Large clusters of bright red arisaema seed,  A. consanquineum (common) and A. elephas for sure, and some unknowns, maybe A. franchetii, hanging from withering leaf stems, sometimes weighing them down to the ground, almost hidden in duff. A hike up a steep wooded slope and then, in the underbrush, a vivid red spot, nestled in a ruff of green bracts - it is Paris polyphylla to perfection, it’s seed head just popped open, revealing a perfect cluster of shiny red seeds, tantalizing, ready and waiting. Searching for and finally finding Podopyllum hexandrum, with fleshy, scarlet red, egg-shaped capsules hanging from beneath the dying leaves. On the Zhongdian plateau, near the Tibetan border, at 10,000’, the sun comes out for a day, the sky is intensely blue above yak-grazed meadows of Euphorbia nematocypha, Iris bullyana and Stellera chamaejasme v. chrysantha that were in such glorious bloom during my spring trip, but painted a different picture now with the vivid autumn-red clumps of the euphorbia stretching to the distant hills, tempered by the russet yellow of the dying iris foliage. The stellera that had been so abundant here has completely disappeared, without a trace. Mats of exquisite Gentiana sino-ornata, upward facing trumpets of vivid blue with varying white linear markings on the outside of the flower, filling wet meadows at the edge of Tianchi Lake, at 12,500’, so boggy that more than once water spills into my boots when I do not watch closely where I am stepping. With time and opportunity, I could have made enough selections in this meadow to overshadow the many named European forms many times over. We wander meadows of Gentiana veitchiorum, a species similar to G. sino-ornata but growing in drier conditions. The annual G. chungtienensis, a low, starry-flowered species, still carpets these sunny meadows, as it did in spring. Pale lavender blue Codonopsis pinifolius, and C. forrestii, wide open flat faced flowers, with narrow petals, a full 2 -3 “ across, pops up here and there, twining through the underbrush, easy to spot even as we drive by on the bus; dark blue aconitums scramble through unknown shrubs: delphiniums bloom at the side of the road. 

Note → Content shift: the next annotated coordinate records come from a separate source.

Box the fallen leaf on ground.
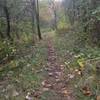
[96,95,100,100]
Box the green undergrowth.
[0,41,47,100]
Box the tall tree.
[35,0,42,40]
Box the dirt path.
[29,38,75,100]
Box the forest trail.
[34,34,75,100]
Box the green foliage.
[0,40,16,61]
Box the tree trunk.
[36,0,42,40]
[4,7,11,39]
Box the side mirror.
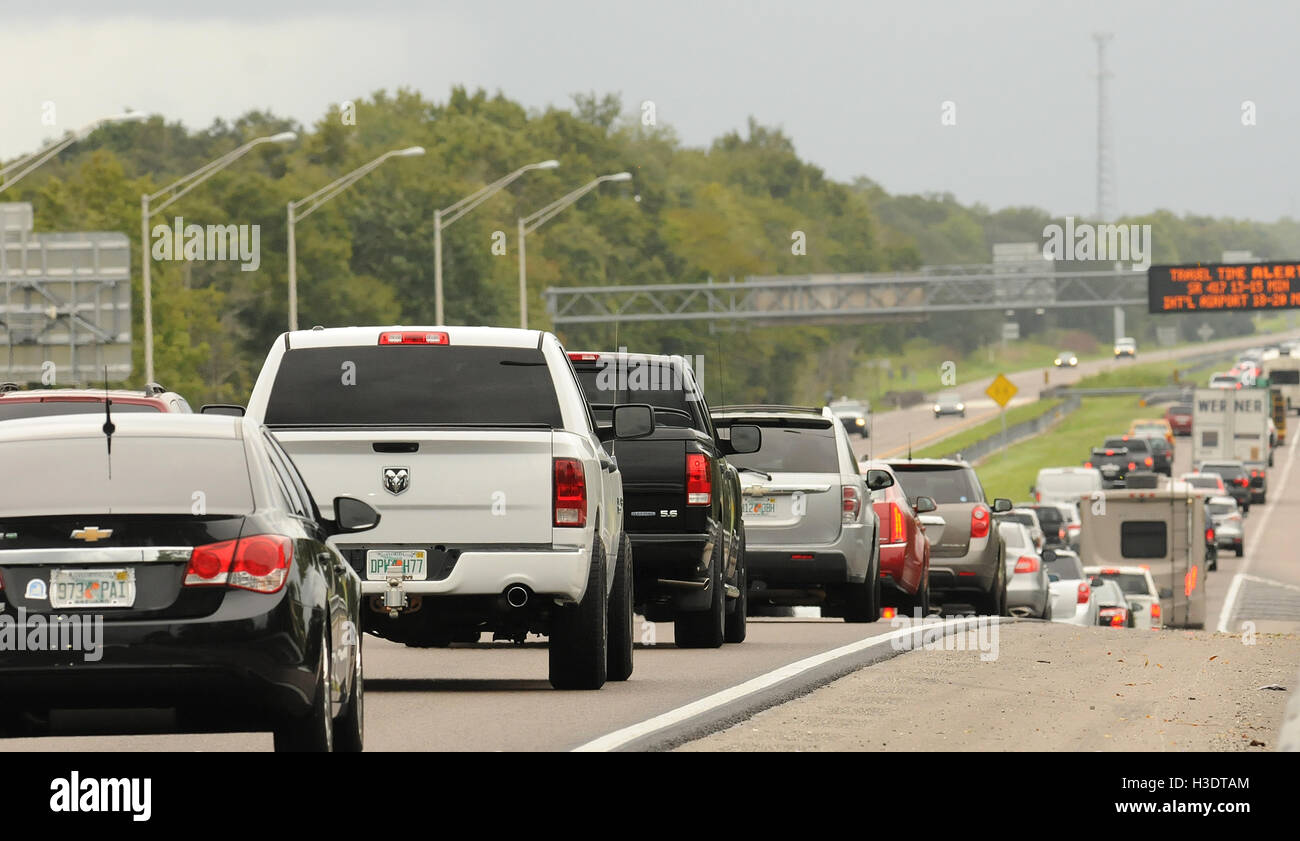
[718,424,763,455]
[199,403,244,417]
[334,497,380,534]
[614,403,654,441]
[867,468,894,490]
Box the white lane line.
[573,616,1006,753]
[1218,431,1300,633]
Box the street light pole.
[519,173,632,330]
[140,131,298,382]
[287,146,424,331]
[433,160,560,325]
[0,110,144,192]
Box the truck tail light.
[840,485,862,525]
[1015,555,1039,572]
[686,452,714,506]
[551,459,586,528]
[380,330,451,344]
[185,534,294,593]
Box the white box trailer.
[1264,356,1300,415]
[1192,389,1273,467]
[1079,482,1209,628]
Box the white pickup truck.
[247,326,654,689]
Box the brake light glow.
[686,452,714,506]
[185,534,294,593]
[840,485,862,524]
[380,330,451,344]
[551,458,586,528]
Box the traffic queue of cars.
[0,326,1240,751]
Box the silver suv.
[889,459,1011,615]
[712,406,893,623]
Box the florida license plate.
[49,569,135,608]
[365,549,429,581]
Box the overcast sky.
[0,0,1300,220]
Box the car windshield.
[1101,572,1153,595]
[267,344,564,429]
[889,461,984,504]
[727,419,840,473]
[0,400,163,420]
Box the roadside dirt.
[679,623,1300,751]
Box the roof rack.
[714,403,822,415]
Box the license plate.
[365,549,429,581]
[49,569,135,608]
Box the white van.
[1030,467,1101,504]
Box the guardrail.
[940,395,1083,463]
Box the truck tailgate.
[273,428,554,545]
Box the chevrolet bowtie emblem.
[73,525,113,543]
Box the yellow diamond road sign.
[984,374,1019,408]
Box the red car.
[0,382,194,421]
[1165,403,1192,435]
[859,461,935,616]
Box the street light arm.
[289,151,397,221]
[150,135,289,216]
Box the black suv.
[568,352,762,649]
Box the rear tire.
[672,543,727,649]
[274,633,334,754]
[723,528,749,642]
[606,532,634,680]
[549,536,610,689]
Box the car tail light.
[553,459,586,528]
[840,485,862,524]
[1015,555,1039,572]
[686,452,714,506]
[380,330,451,344]
[185,534,294,593]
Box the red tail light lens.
[686,452,717,506]
[185,534,294,593]
[840,485,862,524]
[380,330,451,344]
[553,459,586,528]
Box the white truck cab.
[247,326,654,689]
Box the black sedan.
[0,413,378,751]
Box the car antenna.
[103,365,117,480]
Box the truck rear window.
[1119,520,1169,558]
[265,346,563,429]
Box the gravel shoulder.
[677,621,1300,751]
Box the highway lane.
[853,333,1300,459]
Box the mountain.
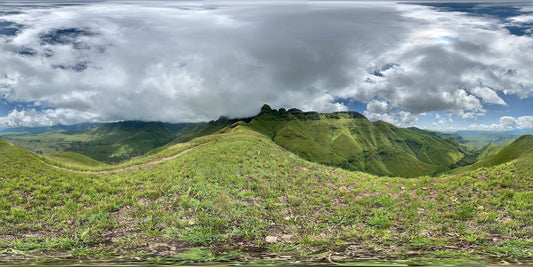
[249,105,472,177]
[448,129,533,147]
[0,127,533,266]
[4,121,206,162]
[454,134,533,173]
[0,123,102,136]
[2,105,482,177]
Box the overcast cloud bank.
[0,1,533,129]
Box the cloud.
[469,116,533,131]
[0,109,99,128]
[0,1,533,125]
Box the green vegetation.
[3,121,213,163]
[454,134,533,173]
[0,125,533,264]
[250,106,473,177]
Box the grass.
[0,128,533,264]
[249,107,471,177]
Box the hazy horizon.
[0,1,533,131]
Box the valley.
[0,109,533,264]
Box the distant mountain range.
[1,105,528,177]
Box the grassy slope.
[48,152,108,168]
[250,107,465,177]
[2,121,206,162]
[1,118,234,163]
[453,134,533,173]
[0,131,533,262]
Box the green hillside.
[454,134,533,173]
[3,121,214,163]
[250,106,472,177]
[0,129,533,264]
[49,152,108,168]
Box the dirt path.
[42,141,214,173]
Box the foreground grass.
[0,126,533,264]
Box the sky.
[0,0,533,130]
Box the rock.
[265,235,278,244]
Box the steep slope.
[2,117,237,163]
[454,134,533,173]
[246,106,467,177]
[0,128,533,264]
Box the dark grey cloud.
[0,1,533,125]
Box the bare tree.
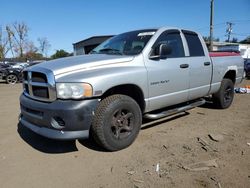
[37,37,51,57]
[6,25,15,58]
[0,26,10,60]
[6,22,29,58]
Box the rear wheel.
[213,78,234,109]
[6,74,18,84]
[92,95,142,151]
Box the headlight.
[56,83,92,99]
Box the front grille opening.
[32,86,49,98]
[21,105,43,117]
[23,71,28,80]
[32,72,48,83]
[54,116,65,127]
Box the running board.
[144,99,206,120]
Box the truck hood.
[29,54,134,76]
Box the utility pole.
[209,0,214,51]
[226,22,234,42]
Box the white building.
[213,42,250,59]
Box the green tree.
[51,49,72,59]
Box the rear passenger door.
[145,30,189,110]
[182,30,212,100]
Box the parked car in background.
[244,59,250,78]
[0,63,23,84]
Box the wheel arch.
[101,84,145,113]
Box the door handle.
[180,64,189,69]
[204,61,210,66]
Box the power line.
[226,22,234,42]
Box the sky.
[0,0,250,55]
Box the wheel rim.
[111,109,134,139]
[224,86,233,103]
[7,75,17,84]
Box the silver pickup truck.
[20,27,244,151]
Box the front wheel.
[213,78,234,109]
[91,95,142,151]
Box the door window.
[151,31,185,58]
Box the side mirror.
[149,43,172,60]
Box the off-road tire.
[91,95,142,151]
[213,78,234,109]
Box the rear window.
[184,33,205,57]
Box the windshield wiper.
[99,48,123,55]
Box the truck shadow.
[17,123,78,154]
[17,112,189,154]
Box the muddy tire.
[213,78,234,109]
[91,95,142,151]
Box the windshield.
[90,29,156,55]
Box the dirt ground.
[0,80,250,188]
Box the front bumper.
[20,94,99,140]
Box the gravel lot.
[0,80,250,188]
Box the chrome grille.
[23,68,56,102]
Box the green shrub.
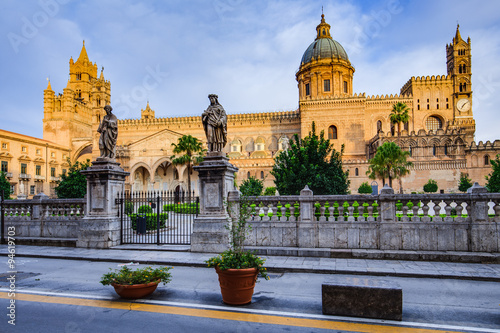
[124,200,134,215]
[424,179,438,193]
[137,205,153,214]
[264,186,276,195]
[358,182,373,194]
[129,213,168,231]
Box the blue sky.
[0,0,500,141]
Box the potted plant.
[100,266,172,299]
[205,192,269,305]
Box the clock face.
[457,98,470,112]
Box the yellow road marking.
[0,292,462,333]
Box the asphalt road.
[0,257,500,332]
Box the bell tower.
[446,24,476,138]
[43,41,111,157]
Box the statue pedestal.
[191,152,238,253]
[76,158,130,249]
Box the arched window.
[425,116,443,131]
[231,139,242,152]
[328,125,337,140]
[255,138,266,151]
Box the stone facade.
[0,130,71,199]
[0,16,500,193]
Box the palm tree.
[366,142,413,191]
[389,102,410,147]
[170,135,206,196]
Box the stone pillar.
[76,158,130,249]
[379,184,402,250]
[297,185,318,248]
[191,152,238,253]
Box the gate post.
[191,152,238,253]
[76,158,130,249]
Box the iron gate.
[117,191,200,245]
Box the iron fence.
[117,191,200,245]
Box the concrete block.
[321,277,403,320]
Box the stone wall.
[230,184,500,253]
[3,196,86,241]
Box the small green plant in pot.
[100,266,172,298]
[205,192,269,305]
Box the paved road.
[0,257,500,332]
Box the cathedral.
[0,15,500,197]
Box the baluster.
[269,204,279,221]
[262,206,271,221]
[411,201,420,222]
[280,204,286,222]
[319,203,326,222]
[401,202,410,222]
[288,202,297,222]
[421,203,431,222]
[347,201,359,222]
[432,201,443,222]
[493,204,500,222]
[337,202,345,222]
[328,204,335,222]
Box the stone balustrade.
[3,194,86,241]
[228,184,500,253]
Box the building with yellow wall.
[0,15,500,197]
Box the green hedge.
[129,213,168,231]
[163,202,200,214]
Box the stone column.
[191,152,238,253]
[76,158,130,249]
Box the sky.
[0,0,500,141]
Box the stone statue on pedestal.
[97,105,118,159]
[201,94,227,152]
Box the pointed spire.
[455,23,462,43]
[316,12,332,39]
[77,40,89,63]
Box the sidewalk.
[0,245,500,282]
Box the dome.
[300,38,349,64]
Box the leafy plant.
[271,122,350,195]
[358,182,373,194]
[424,179,438,193]
[486,155,500,192]
[170,135,206,196]
[264,186,276,195]
[0,171,10,200]
[458,172,472,192]
[137,205,153,214]
[205,195,269,280]
[55,158,90,199]
[100,266,172,286]
[129,213,168,230]
[240,177,264,197]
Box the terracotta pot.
[215,267,258,305]
[113,280,161,299]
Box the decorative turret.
[141,101,155,119]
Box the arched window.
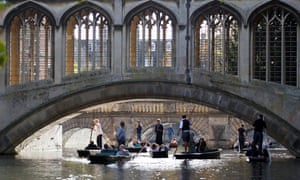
[65,8,111,75]
[9,8,54,85]
[253,6,297,86]
[194,7,239,75]
[129,7,175,67]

And unforgettable personal moments:


Memories of Dali - the first night:

Wandering down dark narrow cobblestone streets, past the few patrons that still sit at the outdoor tables of the dimly lit small street cafes - batiks glow in the warmth of the light of the few open shops  --  A walk in the park - dreamlike, mysterious - lavish pavilions half seen, half imagined - the curved marble bridge, the marble rail cool and smooth beneath our hands, faintly lustrous in the dimness of the scattered lights.  Above our heads, hundreds of fluted chalices of Datura drip moonlight on us, so sensually soft, intoxicating us with its rich perfume as we dance from table to table in the dark, laughing, drunk with fantasy, with feelings overflowing.


And the Tibetan monastary:

Located on the precipice of a steep hillside just outside of Zhongdian, a very large, very old open building, with many private niches. There is such a spiritual and peaceful energy contained here. It is thick with it. It emits from the ancient walls, the gold statues enclosed behind glass, precious for more than their jewels alone, the prayer rugs laid end to end on low wooden platforms running the length of the building towards the altar, the huge red pillars reaching to the high windowed ceiling, the human sized spot on the floor, worn clean and shiny by countless bodies prostrating themselves over so many years, the stair railing rubbed smooth and glowing by countless hands, the candles lit in the darkness, softly illuminating the walls ornate with painting, almost every inch of it decorated in some way, the old drums - I wanted to hear them, to feel them reverberate through me in the dimness of this place.  An old monk with shaved head and threadbare burgundy robe sits crossed legged near the door, softly chanting his prayers, over and over, in a world we can only imagine, oblivious to intruders. The young teenage monks, in newer burgundy robes, are curious, sneaking peeks at us when they can.  It is exalting


It is truly an experience that cannot be expressed fully in words.